Stamos, who earlier this year became a first-time father at age 54 with his second wife Caitlin McHugh, marveled at how different the world is since he began his career three decades ago.

“When I started, you’d have to go to the mall to see how popular you were,” he noted. “There was no, “How many ‘Likes’?” (It was), ‘Give me an autograph!’”

With the decline of shopping malls as a hub for star sightings, he cheekily quipped, “Now, I’ve got to stay home and see how popular I am.”

With the advent of social media, in which fans can track your every movement and your photo can be snapped by anyone with a smartphone and posted for the world to see on Facebook, Twitter, Instagram and other social media platforms, maintaining privacy as a celebrity is all the more challenging, the actor said.

“We grew up at a time where you didn’t tell where you lived,” Stamos recalled.
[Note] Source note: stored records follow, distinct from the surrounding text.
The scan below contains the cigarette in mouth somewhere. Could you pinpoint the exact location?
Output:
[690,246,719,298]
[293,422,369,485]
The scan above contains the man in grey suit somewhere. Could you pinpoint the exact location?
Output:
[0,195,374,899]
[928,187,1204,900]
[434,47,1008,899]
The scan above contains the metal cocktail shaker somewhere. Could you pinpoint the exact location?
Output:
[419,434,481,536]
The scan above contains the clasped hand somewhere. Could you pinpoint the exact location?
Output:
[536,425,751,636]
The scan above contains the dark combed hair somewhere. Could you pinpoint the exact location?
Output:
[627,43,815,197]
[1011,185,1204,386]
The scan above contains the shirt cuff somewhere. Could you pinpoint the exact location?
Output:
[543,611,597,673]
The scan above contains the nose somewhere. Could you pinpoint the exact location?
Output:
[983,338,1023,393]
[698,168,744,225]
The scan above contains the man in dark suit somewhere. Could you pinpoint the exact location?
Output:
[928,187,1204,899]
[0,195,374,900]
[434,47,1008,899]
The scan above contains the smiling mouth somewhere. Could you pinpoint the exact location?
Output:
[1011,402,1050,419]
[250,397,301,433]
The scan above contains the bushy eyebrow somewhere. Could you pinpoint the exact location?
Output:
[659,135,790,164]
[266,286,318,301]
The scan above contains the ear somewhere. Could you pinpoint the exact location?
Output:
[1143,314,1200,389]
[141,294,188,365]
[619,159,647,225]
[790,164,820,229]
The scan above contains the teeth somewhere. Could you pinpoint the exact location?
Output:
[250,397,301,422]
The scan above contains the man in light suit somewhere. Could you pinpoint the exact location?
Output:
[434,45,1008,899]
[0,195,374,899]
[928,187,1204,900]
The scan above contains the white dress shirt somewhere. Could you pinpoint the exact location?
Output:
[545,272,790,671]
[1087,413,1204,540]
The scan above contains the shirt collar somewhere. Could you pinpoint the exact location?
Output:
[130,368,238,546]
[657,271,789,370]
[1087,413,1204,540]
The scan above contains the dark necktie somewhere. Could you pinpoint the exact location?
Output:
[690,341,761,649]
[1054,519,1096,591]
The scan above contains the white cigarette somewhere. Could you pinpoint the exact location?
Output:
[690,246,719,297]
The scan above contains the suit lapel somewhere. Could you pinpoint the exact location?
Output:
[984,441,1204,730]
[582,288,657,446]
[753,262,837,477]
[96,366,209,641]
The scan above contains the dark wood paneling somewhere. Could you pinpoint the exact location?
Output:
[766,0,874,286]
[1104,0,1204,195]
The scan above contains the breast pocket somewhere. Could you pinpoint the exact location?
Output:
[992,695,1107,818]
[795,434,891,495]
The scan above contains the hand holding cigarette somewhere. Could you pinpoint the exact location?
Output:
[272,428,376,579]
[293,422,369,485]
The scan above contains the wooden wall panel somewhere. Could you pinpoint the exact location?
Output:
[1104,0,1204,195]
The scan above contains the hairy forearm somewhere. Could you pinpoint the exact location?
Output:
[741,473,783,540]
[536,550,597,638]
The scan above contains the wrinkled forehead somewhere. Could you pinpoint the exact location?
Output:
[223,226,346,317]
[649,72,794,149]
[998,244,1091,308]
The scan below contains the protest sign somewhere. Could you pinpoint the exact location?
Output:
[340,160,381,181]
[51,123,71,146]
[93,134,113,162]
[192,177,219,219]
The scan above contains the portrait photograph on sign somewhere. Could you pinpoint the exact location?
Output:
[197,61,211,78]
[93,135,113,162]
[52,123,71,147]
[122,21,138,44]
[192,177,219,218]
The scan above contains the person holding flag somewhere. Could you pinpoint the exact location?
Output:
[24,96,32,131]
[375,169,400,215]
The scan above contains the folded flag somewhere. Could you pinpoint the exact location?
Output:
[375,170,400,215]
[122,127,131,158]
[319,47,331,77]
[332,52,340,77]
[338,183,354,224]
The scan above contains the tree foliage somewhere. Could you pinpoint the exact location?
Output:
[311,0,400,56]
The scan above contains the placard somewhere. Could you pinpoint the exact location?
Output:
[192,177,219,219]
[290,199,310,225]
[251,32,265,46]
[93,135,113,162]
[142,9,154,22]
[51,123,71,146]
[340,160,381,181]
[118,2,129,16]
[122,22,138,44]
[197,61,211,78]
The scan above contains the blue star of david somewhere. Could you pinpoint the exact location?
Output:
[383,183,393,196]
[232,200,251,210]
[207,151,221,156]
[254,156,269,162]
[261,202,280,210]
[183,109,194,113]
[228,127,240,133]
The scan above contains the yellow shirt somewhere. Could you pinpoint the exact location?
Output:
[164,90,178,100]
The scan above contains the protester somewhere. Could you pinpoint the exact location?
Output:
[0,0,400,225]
Nevertheless, Stamos has other, more important priorities right now. The California native says he loves being a dad to Billy, who is five months old.

“I’ve waited a long time to be a father and it’s so far everything that I thought it would be,” he said. “He’s the only kid in America who doesn’t recognize me. But it’s been beautiful so far. It’s been really nice.”

Besides “You,” and learning the ins and outs of fatherhood, Stamos is busy producing projects including “Fuller House,” the follow up series to the one he starred in in the 1980s as Uncle Jesse. The show was renewed for a fourth season earlier this year. Asked why TV viewers enjoy reunion shows like his, “Roseanne,” “One Day at Time” and others, Stamos explains, “We’re living in an anxiety-riddled world right now, and I think people—I know this from “Fuller House”— just want comfort food. They want to go back to a place that made them feel safe, and maybe a little more of an innocent time, so I think that’s why some of these shows are working so much.”

Though he has no plans to reprise his Blackie character again from “General Hospital,” he remarked that his recurring role as TV music composer Jesse Katsopolis on “Fuller House” is “loosely based around that time and that world of soap operas.”

“You” premieres on Lifetime Sunday Sept. 9 at 10 p.m./9C.